Do uzupełnienia pełnej tabeli pozostał już tylko sobotni mecz w Poznaniu, gdzie MUKS podejmie MKK Siedlce. To dwie najsłabsze po 20. kolejkach drużyny, ale jednocześnie rywale akademiczek w drugiej fazie rozgrywek. Pierwszy raz w historii KSSSE AZS PWSZ Gorzów zabraknie bowiem w play offach. Choć nasze straciły już szansę awansu do czołowej ósemki, to do końca rundy zasadniczej zamierzają walczyć na całego.
Dwa dni temu przekonał się o tym MKS_Polkowice, który wygrał w Gorzowie tylko 67:62. Zaledwie kilkadziesiąt sekund oraz dwa celne rzuty dzieliły gospodynie od sprawienia olbrzymiej sensacji. Szkoda, że się nie udało, ale przynajmniej pozostało dobre wrażenie.
Następna kolejka dopiero we wtorek. Gorzowianki zagrają we Wrocławiu ze Ślęzą
- Uczulałem dziewczyny, że Gorzów to bardzo ciężki teren. Wiedziałem, że miejscowe grają od pierwszej do ostatniej minuty. Patrząc po statystykach, widać, że graliśmy indywidualnie. Gospodynie miały piętnaście asyst, a my tylko osiem. To mówi samo za siebie. Takie detale jak zasłony, szybkie przeniesienie piłki z jednej strony na drugą też nam nie funkcjonowało tak, jakbyśmy sobie tego życzyli. No i najważniejsze, przegraliśmy zbiórkę. Naprawdę nie pamiętam, kiedy nam się to zdarzyło... Aż trzynaście piłek zebranych pod naszym koszem przez rywalki to stanowczo za dużo. W końcówce utrzymaliśmy nerwy na wodzy i udało się wygrać - ocenił Wadim Czeczuro, trener MKS-u.
Niepocieszona była Beata Jaworska. - Walczyłyśmy jak równy z równym.

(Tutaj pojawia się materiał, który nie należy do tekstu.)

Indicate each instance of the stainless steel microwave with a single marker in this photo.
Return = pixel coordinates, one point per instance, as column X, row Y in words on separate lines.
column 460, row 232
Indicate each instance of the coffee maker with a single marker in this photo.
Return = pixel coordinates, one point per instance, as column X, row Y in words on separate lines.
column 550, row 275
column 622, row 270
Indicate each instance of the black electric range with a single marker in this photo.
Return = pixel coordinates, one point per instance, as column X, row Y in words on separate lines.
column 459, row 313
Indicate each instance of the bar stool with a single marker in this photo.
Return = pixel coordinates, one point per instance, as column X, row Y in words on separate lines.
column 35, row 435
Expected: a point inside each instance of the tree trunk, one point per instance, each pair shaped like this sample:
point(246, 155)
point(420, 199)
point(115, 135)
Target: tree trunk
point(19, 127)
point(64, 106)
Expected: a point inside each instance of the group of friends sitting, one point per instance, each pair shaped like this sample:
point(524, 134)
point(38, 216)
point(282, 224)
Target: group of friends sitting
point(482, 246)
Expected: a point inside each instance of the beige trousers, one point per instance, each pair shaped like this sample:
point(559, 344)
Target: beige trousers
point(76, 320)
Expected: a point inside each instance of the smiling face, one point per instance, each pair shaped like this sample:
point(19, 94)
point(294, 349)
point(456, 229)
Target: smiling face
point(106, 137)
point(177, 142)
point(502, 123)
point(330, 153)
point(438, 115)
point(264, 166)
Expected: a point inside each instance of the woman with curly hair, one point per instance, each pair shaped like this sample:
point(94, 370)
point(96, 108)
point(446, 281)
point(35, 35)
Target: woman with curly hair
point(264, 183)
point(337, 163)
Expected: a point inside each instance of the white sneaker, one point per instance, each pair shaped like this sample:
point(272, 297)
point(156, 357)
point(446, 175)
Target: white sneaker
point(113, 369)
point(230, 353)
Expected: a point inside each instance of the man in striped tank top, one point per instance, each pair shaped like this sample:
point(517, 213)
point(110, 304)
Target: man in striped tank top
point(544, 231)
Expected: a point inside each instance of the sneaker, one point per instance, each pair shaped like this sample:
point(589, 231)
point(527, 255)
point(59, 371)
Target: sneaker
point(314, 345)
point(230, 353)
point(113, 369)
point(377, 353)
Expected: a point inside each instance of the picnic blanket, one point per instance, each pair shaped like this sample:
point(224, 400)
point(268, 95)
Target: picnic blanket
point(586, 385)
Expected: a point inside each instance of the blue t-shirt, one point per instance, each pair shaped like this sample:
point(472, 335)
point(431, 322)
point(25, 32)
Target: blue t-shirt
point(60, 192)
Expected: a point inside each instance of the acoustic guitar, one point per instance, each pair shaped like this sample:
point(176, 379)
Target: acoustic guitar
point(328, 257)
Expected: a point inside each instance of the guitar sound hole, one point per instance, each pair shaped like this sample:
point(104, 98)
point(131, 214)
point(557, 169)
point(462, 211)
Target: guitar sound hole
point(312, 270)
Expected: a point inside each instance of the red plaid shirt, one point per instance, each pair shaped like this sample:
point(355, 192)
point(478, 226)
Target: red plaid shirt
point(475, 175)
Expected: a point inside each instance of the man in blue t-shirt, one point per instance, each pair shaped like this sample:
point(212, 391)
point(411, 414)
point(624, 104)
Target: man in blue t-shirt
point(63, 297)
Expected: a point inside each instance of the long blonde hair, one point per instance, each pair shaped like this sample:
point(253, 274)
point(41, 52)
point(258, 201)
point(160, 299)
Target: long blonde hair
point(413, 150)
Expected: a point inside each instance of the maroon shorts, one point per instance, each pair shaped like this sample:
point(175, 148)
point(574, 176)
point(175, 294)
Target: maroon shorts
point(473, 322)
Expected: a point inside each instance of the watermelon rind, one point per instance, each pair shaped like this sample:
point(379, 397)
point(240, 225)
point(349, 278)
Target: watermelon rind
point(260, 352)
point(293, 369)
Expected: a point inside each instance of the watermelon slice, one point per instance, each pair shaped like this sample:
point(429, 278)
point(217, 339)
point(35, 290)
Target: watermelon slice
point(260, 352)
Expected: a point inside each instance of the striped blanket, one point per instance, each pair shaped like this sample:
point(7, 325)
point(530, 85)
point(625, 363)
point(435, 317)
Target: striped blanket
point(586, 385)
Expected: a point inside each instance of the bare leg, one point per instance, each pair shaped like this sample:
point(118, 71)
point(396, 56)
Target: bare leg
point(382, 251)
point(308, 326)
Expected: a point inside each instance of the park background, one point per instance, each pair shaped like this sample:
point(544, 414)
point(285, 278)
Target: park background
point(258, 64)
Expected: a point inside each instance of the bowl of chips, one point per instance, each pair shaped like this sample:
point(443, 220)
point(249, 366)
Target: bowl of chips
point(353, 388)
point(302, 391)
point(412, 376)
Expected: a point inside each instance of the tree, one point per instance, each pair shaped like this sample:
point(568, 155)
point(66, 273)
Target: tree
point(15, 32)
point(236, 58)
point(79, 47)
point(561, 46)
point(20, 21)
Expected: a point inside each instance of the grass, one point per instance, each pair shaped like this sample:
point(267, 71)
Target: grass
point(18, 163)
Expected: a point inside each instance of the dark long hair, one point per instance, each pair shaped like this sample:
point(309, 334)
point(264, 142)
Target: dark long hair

Gdybyśmy wyeliminowały proste błędy i łatwe straty, mecz potoczyłby się inaczej. Miałybyśmy szansę na wygraną. Zostało nam jeszcze trochę spotkań. Będziemy walczyć i postaramy się nikogo nie zawieźć, a przede wszystkim nie zawieźć siebie - mówiła skrzydłowa KSSSE AZS PWSZ.
Wnioskami podzielił się także trener akademiczek. - Przegraliśmy po bardzo dobrym pojedynku, rywalki wytrzymały końcówkę. Przed meczem postawiliśmy sobie bardzo ambitny cel. Zamierzaliśmy wygrać zbiórkę i wybronić gości poniżej 70 punktów. Wtedy istniała szansa, że przy dobrym dniu w ataku moglibyśmy pokonać MKS. Te dwie rzeczy spełniliśmy w defensywie. Tam, gdzie nie są potrzebne wielkie umiejętności tylko duża waleczność i zmysł taktyczny, jest szansa, że przy dobrym, kombinacyjnym ustawieniu, można było tę destrukcję zrobić. Niestety, w ataku trzeba mieć wykonawców, a my mamy z tym kłopot. To kolejne spotkanie, w którym nie możemy przekroczyć 70 punktów - powiedział Dariusz Maciejewski.
Runda zasadnicza zakończy się 19 bm. Cztery dni później początek drugiego etapu - play outów
Klub z Gorzowa myślami jest już w drugim etapie rozgrywek, gdzie będzie bił się o utrzymanie. - Do końca rundy zasadniczej musimy mierzyć siły na zamiary. To, że zagraliśmy tak dobre zawody zwiastuje tylko, że w play outach będziemy lepsi. W tej chwili koncentrujemy się tylko na tym, a ekipie z Polkowic życzę medalu, bo ma ku temu szansę - dodał szkoleniowiec akademiczek, które dopiero we wtorek zmierzą się we Wrocławiu ze Ślęzą.